Iranian President Ebrahim Raisi arrived in Islamabad on Monday on a three-day official visit, the foreign office said, amid tight security in the Pakistani capital, Reuters reported.

The visit, which Pakistan’s foreign office said would run until Wednesday, comes as the two Muslim neighbours seek to mend ties after unprecedented tit-for-tat military strikes this year.

“The Iranian president is accompanied by his spouse and a high-level delegation,” Pakistan’s foreign ministry said in a statement, adding that the group also included the foreign minister, other cabinet members and senior officials.

Raisi will meet Prime Minister Shehbaz Sharif and other officials, besides visiting the eastern city of Lahore and southern port city of Karachi, it added.

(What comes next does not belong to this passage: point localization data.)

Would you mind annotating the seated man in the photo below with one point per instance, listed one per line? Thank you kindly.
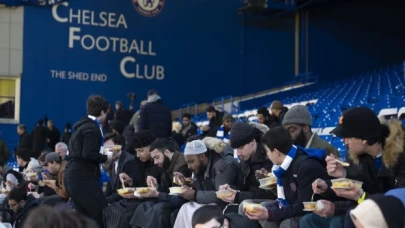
(377, 159)
(246, 139)
(157, 213)
(295, 169)
(118, 214)
(123, 162)
(298, 122)
(212, 168)
(21, 204)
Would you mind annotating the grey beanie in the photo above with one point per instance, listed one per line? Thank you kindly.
(241, 134)
(297, 114)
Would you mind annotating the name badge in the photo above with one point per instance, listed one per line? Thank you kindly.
(102, 150)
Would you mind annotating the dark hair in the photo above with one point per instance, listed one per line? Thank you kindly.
(278, 138)
(206, 213)
(210, 109)
(118, 125)
(42, 157)
(143, 139)
(96, 104)
(162, 144)
(23, 153)
(384, 133)
(57, 219)
(117, 139)
(186, 115)
(263, 111)
(17, 194)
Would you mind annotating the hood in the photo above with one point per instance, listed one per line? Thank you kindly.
(81, 122)
(261, 127)
(34, 166)
(394, 145)
(218, 146)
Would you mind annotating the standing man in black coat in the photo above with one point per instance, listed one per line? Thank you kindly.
(39, 135)
(86, 150)
(155, 116)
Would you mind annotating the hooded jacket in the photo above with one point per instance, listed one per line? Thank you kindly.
(306, 167)
(247, 182)
(391, 175)
(84, 148)
(222, 169)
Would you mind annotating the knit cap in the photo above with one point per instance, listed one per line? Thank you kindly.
(241, 134)
(297, 114)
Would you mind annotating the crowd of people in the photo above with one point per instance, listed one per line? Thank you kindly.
(146, 171)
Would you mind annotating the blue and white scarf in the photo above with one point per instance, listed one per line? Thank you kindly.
(278, 171)
(221, 136)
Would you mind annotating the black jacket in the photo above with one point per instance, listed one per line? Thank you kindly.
(31, 204)
(128, 135)
(247, 182)
(222, 169)
(297, 184)
(126, 164)
(54, 137)
(39, 135)
(84, 149)
(66, 137)
(391, 175)
(25, 141)
(157, 118)
(214, 124)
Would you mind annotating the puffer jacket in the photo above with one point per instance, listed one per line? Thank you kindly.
(222, 169)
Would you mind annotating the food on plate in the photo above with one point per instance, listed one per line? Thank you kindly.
(224, 194)
(345, 183)
(123, 191)
(31, 174)
(268, 181)
(49, 181)
(177, 190)
(252, 207)
(142, 190)
(310, 206)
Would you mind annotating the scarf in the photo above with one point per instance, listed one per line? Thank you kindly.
(278, 171)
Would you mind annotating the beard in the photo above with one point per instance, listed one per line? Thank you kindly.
(301, 140)
(166, 163)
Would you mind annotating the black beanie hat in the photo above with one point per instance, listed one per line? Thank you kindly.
(241, 134)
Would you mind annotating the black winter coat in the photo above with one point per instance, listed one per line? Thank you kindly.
(247, 182)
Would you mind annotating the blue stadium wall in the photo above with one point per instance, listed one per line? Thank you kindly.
(205, 49)
(200, 50)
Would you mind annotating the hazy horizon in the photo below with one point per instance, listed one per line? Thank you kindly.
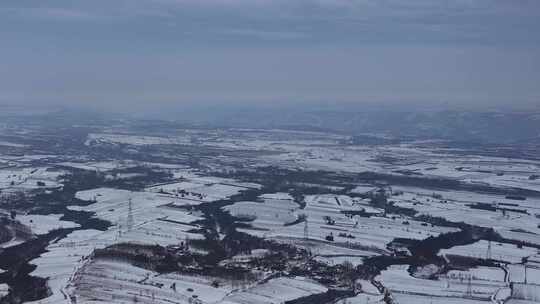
(142, 54)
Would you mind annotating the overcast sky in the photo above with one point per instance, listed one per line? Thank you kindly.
(138, 53)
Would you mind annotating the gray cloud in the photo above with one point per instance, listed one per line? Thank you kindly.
(174, 51)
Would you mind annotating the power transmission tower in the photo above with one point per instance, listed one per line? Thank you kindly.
(306, 230)
(130, 215)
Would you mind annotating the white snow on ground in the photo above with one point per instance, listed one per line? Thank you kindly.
(138, 140)
(107, 281)
(277, 290)
(499, 251)
(23, 179)
(4, 289)
(203, 189)
(449, 289)
(151, 222)
(141, 217)
(42, 224)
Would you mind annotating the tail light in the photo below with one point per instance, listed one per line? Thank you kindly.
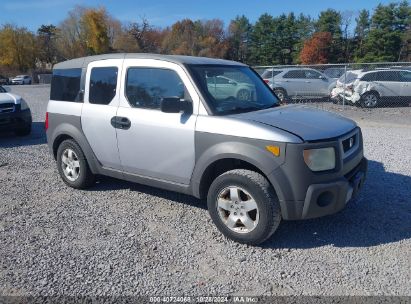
(46, 122)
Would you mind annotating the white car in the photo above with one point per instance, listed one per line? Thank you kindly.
(21, 79)
(371, 88)
(15, 114)
(299, 83)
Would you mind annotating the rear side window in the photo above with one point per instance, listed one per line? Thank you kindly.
(295, 74)
(369, 77)
(103, 84)
(145, 87)
(270, 74)
(65, 85)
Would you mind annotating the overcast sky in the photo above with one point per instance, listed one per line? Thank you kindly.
(33, 13)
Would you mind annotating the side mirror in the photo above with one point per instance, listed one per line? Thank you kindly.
(174, 105)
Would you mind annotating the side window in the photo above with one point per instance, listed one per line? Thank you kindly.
(312, 74)
(295, 74)
(145, 87)
(388, 76)
(103, 83)
(369, 77)
(405, 76)
(65, 85)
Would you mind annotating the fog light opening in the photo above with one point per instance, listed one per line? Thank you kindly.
(325, 198)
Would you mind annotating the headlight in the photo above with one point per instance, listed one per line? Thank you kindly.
(23, 105)
(320, 159)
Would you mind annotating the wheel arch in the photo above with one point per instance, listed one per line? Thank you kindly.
(225, 157)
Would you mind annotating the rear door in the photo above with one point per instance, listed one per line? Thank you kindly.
(405, 78)
(101, 100)
(155, 144)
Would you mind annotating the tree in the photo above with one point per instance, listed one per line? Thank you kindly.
(317, 49)
(361, 32)
(94, 26)
(263, 47)
(330, 21)
(17, 48)
(384, 41)
(46, 43)
(239, 32)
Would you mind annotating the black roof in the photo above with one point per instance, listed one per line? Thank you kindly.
(178, 59)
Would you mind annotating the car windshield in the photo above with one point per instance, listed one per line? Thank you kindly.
(348, 77)
(232, 89)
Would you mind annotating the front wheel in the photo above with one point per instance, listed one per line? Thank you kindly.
(243, 206)
(369, 100)
(281, 94)
(72, 165)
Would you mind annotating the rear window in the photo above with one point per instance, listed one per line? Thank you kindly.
(103, 83)
(270, 74)
(65, 85)
(348, 77)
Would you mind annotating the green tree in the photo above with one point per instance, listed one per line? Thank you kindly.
(46, 43)
(17, 48)
(384, 41)
(361, 32)
(331, 21)
(239, 32)
(263, 46)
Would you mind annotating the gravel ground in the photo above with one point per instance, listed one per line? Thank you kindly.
(120, 238)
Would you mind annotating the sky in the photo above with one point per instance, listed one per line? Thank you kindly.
(162, 13)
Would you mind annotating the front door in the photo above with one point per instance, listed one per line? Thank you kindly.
(156, 144)
(101, 99)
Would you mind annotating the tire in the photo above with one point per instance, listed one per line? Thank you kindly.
(24, 131)
(370, 100)
(281, 94)
(78, 174)
(243, 95)
(230, 205)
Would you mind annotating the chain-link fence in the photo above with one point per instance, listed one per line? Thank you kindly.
(366, 85)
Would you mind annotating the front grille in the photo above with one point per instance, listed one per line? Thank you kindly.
(350, 143)
(7, 108)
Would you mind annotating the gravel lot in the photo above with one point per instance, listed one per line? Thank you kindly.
(120, 238)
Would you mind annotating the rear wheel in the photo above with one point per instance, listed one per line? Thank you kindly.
(243, 206)
(281, 94)
(23, 131)
(72, 165)
(369, 100)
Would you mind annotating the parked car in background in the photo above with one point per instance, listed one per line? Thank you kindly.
(21, 79)
(300, 83)
(15, 114)
(224, 87)
(334, 73)
(371, 88)
(4, 80)
(269, 73)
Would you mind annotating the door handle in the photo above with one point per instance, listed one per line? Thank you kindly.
(119, 122)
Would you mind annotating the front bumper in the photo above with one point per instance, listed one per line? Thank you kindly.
(305, 194)
(329, 198)
(15, 120)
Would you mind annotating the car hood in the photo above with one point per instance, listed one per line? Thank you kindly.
(307, 123)
(8, 97)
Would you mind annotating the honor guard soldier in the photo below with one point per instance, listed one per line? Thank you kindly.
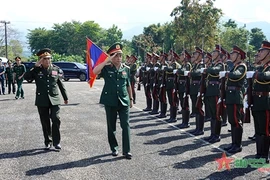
(212, 93)
(2, 77)
(181, 86)
(116, 97)
(161, 84)
(261, 99)
(146, 81)
(170, 84)
(133, 71)
(19, 71)
(48, 83)
(153, 83)
(234, 98)
(9, 77)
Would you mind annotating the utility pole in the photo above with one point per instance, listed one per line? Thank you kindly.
(5, 22)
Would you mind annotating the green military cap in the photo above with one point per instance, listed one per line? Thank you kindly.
(115, 48)
(44, 52)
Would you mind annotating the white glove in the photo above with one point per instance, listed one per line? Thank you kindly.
(222, 74)
(202, 70)
(250, 74)
(186, 73)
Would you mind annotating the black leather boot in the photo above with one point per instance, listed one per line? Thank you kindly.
(155, 107)
(185, 118)
(237, 147)
(216, 137)
(201, 126)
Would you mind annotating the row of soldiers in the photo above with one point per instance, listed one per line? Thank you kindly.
(213, 80)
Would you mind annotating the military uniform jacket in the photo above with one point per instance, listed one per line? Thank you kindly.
(133, 71)
(235, 84)
(9, 73)
(181, 80)
(115, 87)
(19, 70)
(212, 79)
(161, 74)
(153, 74)
(170, 77)
(48, 83)
(2, 69)
(195, 78)
(261, 89)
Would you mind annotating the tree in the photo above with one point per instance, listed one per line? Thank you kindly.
(256, 38)
(196, 23)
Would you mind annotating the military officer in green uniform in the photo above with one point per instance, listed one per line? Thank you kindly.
(261, 100)
(48, 83)
(153, 83)
(117, 97)
(161, 84)
(9, 77)
(133, 71)
(234, 98)
(195, 78)
(2, 77)
(19, 71)
(211, 94)
(170, 84)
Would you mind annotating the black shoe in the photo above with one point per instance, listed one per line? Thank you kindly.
(215, 139)
(147, 109)
(48, 146)
(253, 138)
(127, 155)
(115, 153)
(57, 147)
(235, 149)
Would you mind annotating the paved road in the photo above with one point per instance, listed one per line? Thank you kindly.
(160, 150)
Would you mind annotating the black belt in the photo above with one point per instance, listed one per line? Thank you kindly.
(233, 88)
(213, 82)
(196, 82)
(260, 93)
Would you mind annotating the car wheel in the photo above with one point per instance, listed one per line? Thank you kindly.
(82, 77)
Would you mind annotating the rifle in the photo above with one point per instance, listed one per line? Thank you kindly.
(221, 105)
(202, 90)
(249, 102)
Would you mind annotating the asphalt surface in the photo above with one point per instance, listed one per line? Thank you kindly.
(160, 150)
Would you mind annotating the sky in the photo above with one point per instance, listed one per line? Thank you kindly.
(126, 14)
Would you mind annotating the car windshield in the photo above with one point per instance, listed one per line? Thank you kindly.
(80, 66)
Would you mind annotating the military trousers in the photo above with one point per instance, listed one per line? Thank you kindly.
(47, 115)
(172, 96)
(11, 86)
(20, 91)
(111, 115)
(235, 114)
(261, 122)
(210, 103)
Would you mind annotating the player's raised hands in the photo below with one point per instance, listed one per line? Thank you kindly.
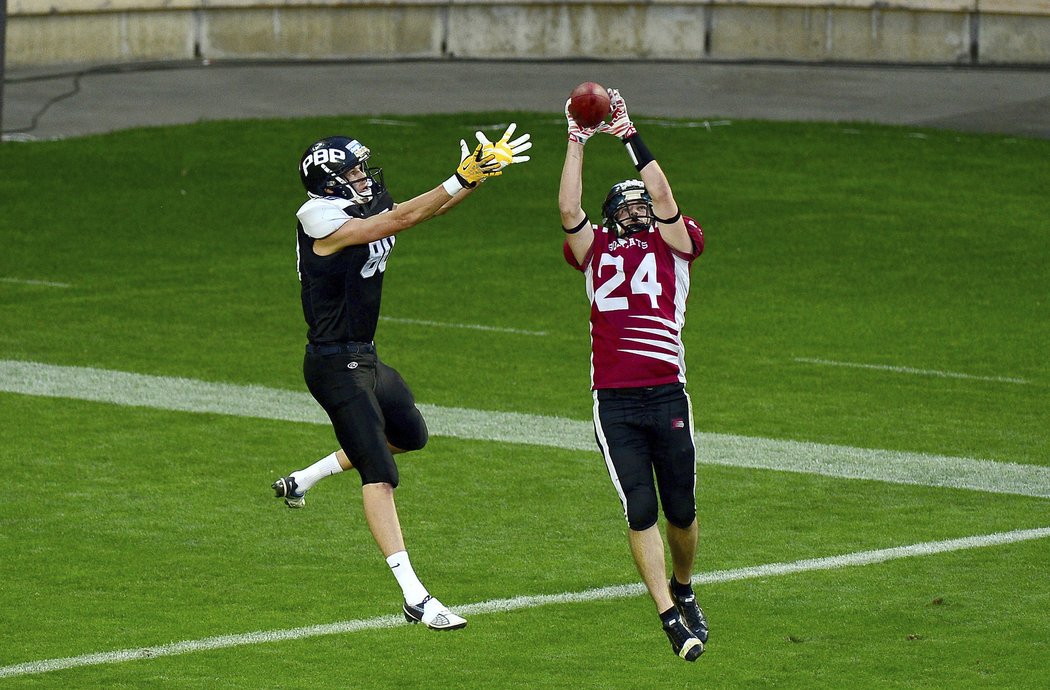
(578, 132)
(507, 151)
(476, 166)
(621, 125)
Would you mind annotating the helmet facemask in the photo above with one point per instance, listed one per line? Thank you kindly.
(628, 209)
(358, 183)
(337, 166)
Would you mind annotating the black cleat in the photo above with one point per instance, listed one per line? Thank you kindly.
(286, 488)
(684, 643)
(434, 614)
(692, 614)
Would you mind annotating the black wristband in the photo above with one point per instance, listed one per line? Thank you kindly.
(576, 229)
(674, 218)
(638, 151)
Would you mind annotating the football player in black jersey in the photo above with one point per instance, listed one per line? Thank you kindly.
(345, 232)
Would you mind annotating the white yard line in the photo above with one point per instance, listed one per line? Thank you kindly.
(909, 370)
(525, 602)
(46, 284)
(842, 461)
(470, 327)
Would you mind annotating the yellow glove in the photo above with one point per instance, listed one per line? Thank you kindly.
(477, 166)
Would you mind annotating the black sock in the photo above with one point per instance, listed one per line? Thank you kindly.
(680, 589)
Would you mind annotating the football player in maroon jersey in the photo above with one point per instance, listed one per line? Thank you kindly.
(636, 264)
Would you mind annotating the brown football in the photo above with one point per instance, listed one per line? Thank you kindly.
(589, 104)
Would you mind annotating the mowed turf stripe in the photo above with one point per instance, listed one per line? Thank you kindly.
(526, 602)
(190, 395)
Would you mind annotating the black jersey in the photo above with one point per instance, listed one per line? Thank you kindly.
(341, 293)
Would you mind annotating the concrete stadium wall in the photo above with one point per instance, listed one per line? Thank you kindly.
(947, 32)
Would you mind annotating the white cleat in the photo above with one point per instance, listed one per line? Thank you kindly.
(434, 614)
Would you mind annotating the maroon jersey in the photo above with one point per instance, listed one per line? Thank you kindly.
(637, 288)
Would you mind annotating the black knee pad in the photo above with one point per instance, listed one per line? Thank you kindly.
(642, 509)
(408, 432)
(679, 508)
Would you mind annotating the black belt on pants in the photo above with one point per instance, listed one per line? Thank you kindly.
(341, 349)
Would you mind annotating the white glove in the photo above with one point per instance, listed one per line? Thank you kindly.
(578, 133)
(621, 124)
(506, 151)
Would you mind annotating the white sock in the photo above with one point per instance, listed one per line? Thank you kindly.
(324, 467)
(411, 586)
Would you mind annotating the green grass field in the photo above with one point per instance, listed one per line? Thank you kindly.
(864, 287)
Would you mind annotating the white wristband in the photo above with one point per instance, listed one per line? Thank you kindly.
(453, 186)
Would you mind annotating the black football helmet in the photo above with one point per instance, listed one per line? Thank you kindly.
(324, 164)
(623, 194)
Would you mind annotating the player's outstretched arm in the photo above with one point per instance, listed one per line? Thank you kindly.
(474, 168)
(574, 222)
(668, 217)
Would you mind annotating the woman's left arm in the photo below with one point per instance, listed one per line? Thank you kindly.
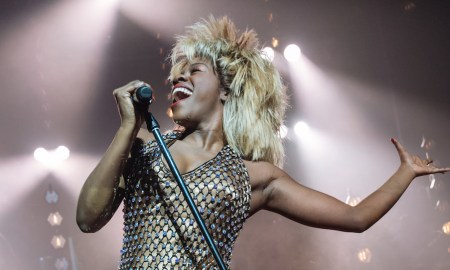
(285, 196)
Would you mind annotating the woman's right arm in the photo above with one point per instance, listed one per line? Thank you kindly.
(103, 190)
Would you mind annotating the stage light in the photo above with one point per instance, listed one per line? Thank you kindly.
(58, 241)
(301, 128)
(292, 53)
(365, 255)
(268, 53)
(283, 131)
(53, 157)
(446, 228)
(274, 42)
(55, 219)
(61, 264)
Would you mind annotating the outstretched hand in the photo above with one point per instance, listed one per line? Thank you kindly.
(416, 164)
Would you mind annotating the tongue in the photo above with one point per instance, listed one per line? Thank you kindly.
(181, 95)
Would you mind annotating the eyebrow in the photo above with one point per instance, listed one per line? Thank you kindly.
(198, 63)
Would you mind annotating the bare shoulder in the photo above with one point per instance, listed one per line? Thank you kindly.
(261, 174)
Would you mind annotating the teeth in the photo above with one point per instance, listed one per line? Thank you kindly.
(182, 90)
(181, 93)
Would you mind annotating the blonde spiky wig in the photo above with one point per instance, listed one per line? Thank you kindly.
(254, 109)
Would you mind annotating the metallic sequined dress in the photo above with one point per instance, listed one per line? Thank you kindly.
(159, 229)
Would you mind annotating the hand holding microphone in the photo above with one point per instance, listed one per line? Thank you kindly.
(133, 100)
(143, 95)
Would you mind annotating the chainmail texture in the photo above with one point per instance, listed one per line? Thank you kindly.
(160, 231)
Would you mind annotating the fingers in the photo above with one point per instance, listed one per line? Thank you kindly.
(128, 89)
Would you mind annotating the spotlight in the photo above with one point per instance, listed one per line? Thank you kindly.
(53, 157)
(58, 241)
(292, 53)
(283, 131)
(446, 228)
(55, 219)
(268, 53)
(61, 264)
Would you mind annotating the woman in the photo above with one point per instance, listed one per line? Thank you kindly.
(229, 101)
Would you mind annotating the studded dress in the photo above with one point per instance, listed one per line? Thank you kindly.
(160, 231)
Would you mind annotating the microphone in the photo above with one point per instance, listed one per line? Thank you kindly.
(143, 95)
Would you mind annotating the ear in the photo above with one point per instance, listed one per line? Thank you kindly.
(223, 94)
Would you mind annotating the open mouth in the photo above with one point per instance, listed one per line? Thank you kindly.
(180, 93)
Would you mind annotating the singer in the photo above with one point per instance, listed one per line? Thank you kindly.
(229, 104)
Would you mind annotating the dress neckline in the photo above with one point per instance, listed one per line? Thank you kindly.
(172, 140)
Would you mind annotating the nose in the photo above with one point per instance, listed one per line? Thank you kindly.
(179, 77)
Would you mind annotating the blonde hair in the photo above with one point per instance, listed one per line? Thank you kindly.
(254, 109)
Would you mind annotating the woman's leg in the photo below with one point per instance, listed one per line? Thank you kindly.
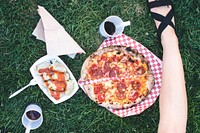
(173, 98)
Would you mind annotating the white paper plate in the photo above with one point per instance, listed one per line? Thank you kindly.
(39, 80)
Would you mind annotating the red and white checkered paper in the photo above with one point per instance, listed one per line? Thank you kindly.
(156, 67)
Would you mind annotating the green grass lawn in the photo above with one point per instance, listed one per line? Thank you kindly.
(19, 50)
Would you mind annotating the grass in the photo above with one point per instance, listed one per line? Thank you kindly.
(19, 50)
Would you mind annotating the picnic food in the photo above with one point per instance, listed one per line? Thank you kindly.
(117, 77)
(55, 78)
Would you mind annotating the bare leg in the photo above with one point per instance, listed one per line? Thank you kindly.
(173, 98)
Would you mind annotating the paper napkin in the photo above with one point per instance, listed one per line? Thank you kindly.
(58, 41)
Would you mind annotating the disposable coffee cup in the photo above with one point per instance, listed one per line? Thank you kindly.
(112, 26)
(32, 117)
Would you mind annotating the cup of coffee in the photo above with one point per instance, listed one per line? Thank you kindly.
(112, 26)
(32, 117)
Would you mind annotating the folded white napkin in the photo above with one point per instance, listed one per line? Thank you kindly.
(58, 41)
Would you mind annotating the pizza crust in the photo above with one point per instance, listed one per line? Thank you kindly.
(89, 88)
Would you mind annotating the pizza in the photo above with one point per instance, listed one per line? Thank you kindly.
(117, 77)
(55, 78)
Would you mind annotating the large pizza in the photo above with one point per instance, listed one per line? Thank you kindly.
(117, 77)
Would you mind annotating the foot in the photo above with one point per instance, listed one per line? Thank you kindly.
(164, 10)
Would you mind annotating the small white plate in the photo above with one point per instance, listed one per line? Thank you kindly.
(40, 82)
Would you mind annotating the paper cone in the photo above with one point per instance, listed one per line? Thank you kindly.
(58, 41)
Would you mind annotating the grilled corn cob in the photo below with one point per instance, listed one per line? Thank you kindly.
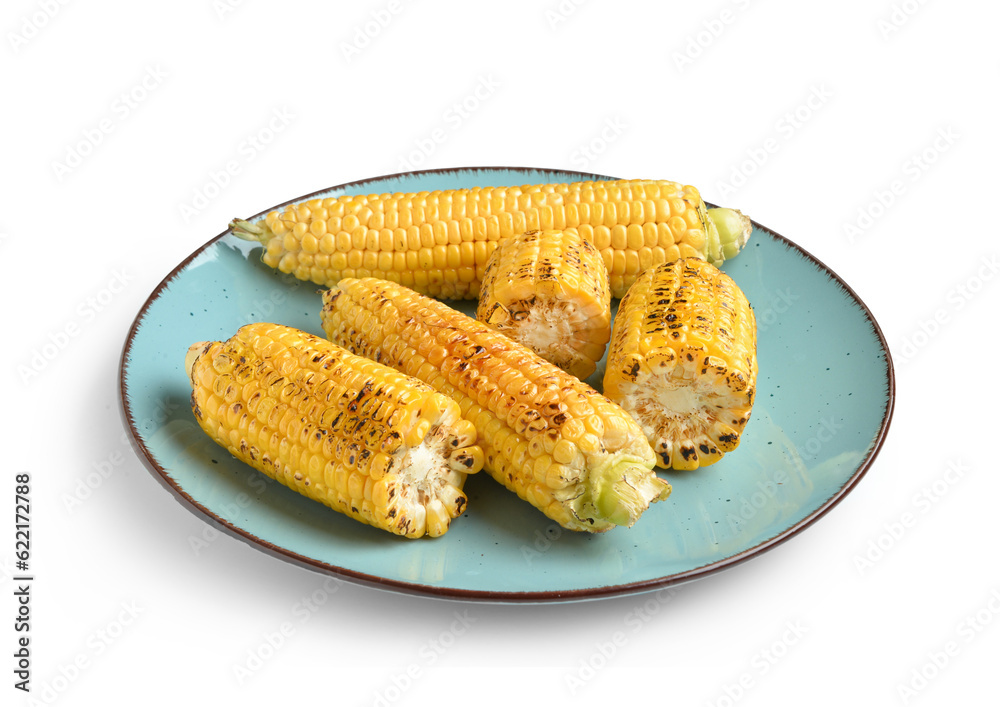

Major highways in Islamabad were blocked as part of the security measures for Raisi’s arrival, while the government declared a public holiday in Karachi, read the report.

Raisi’s visit is a key step towards normalising ties with Islamabad, but Iran’s supreme Leader Ayatollah Ali Khameni, not the president, has the last say on state matters, such as nuclear policy.

Tension is also high in the Middle East after Iran launched an unprecedented attack on Israel a week ago and central Iran in turn suffered what sources said was an Israeli attack on Friday.

Pakistan and Iran have had a history of rocky relations despite a number of commercial pacts, with Islamabad being historically closer to Saudi Arabia and the United States.

Their highest profile agreement is a stalled gas supply deal signed in 2010 to build a pipeline from Iran’s South Fars gas field to Pakistan’s southern provinces of Balochistan and Sindh, Reuters reported.

Despite Pakistan’s dire need of gas, Islamabad has yet to begin construction of its part of the pipeline, citing fears over U.S. sanctions – a concern Tehran has rejected.

Pakistan said it would seek waivers from the U.S., but Washington has said it does not support the project and warned of the risk of sanctions in doing business with Tehran.

Faced with the possibility of contract breach penalties running into the billions of dollars, Islamabad recently gave the go-ahead for construction of an 80-km (50-mile) stretch of the pipeline.